MoRE: Unlocking Scalability in Reinforcement Learning for Quadruped Vision-Language-Action Models
Han Zhao, Wenxuan Song, Donglin Wang, Xinyang Tong, Pengxiang Ding, Xuelian Cheng, Zongyuan Ge
TL;DR
MoRE introduces a scalable approach to learning quadruped vision-language-action controllers by embedding a sparse mixture of LoRA experts within a dense multimodal transformer and optimizing with an offline RL objective as a Q-function. By leveraging mixed-quality data (expert and sub-optimal trajectories), it achieves data-efficient, multi-task policy learning. In simulation and real-world experiments, MoRE outperforms baselines across six skills and demonstrates robust generalization to unseen scenarios. This work advances multi-task learning in quadruped robotics by fusing MoE-based adaptation with RL fine-tuning of VLA models using mixed data.
Abstract
Developing versatile quadruped robots that can smoothly perform various actions and tasks in real-world environments remains a significant challenge. This paper introduces a novel vision-language-action (VLA) model, mixture of robotic experts (MoRE), for quadruped robots that aim to introduce reinforcement learning (RL) for fine-tuning large-scale VLA models with a large amount of mixed-quality data.
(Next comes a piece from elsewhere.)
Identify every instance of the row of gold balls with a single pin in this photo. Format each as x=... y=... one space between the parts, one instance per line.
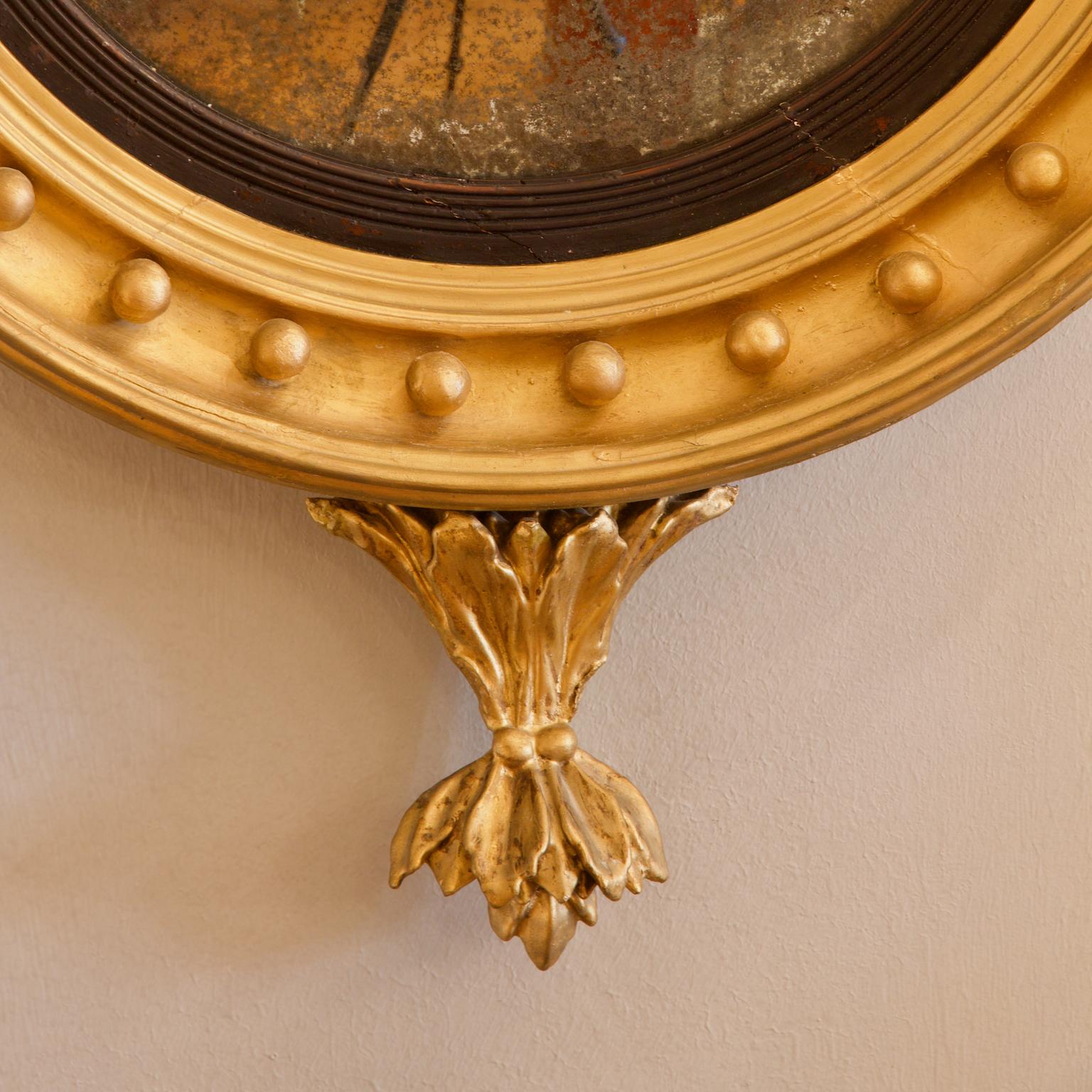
x=438 y=382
MoRE integrates multiple low-rank adaptation modules as distinct experts within a dense multi-modal large language model (MLLM), forming a sparse-activated mixture-of-experts model. This design enables the model to effectively adapt to a wide array of downstream tasks. Moreover, we employ a reinforcement learning-based training objective to train our model as a Q-function after deeply exploring the structural properties of our tasks. Effective learning from automatically collected mixed-quality data enhances data efficiency and model performance. Extensive experiments demonstrate that MoRE outperforms all baselines across six different skills and exhibits superior generalization capabilities in out-of-distribution scenarios. We further validate our method in real-world scenarios, confirming the practicality of our approach and laying a solid foundation for future research on multi-task learning in quadruped robots.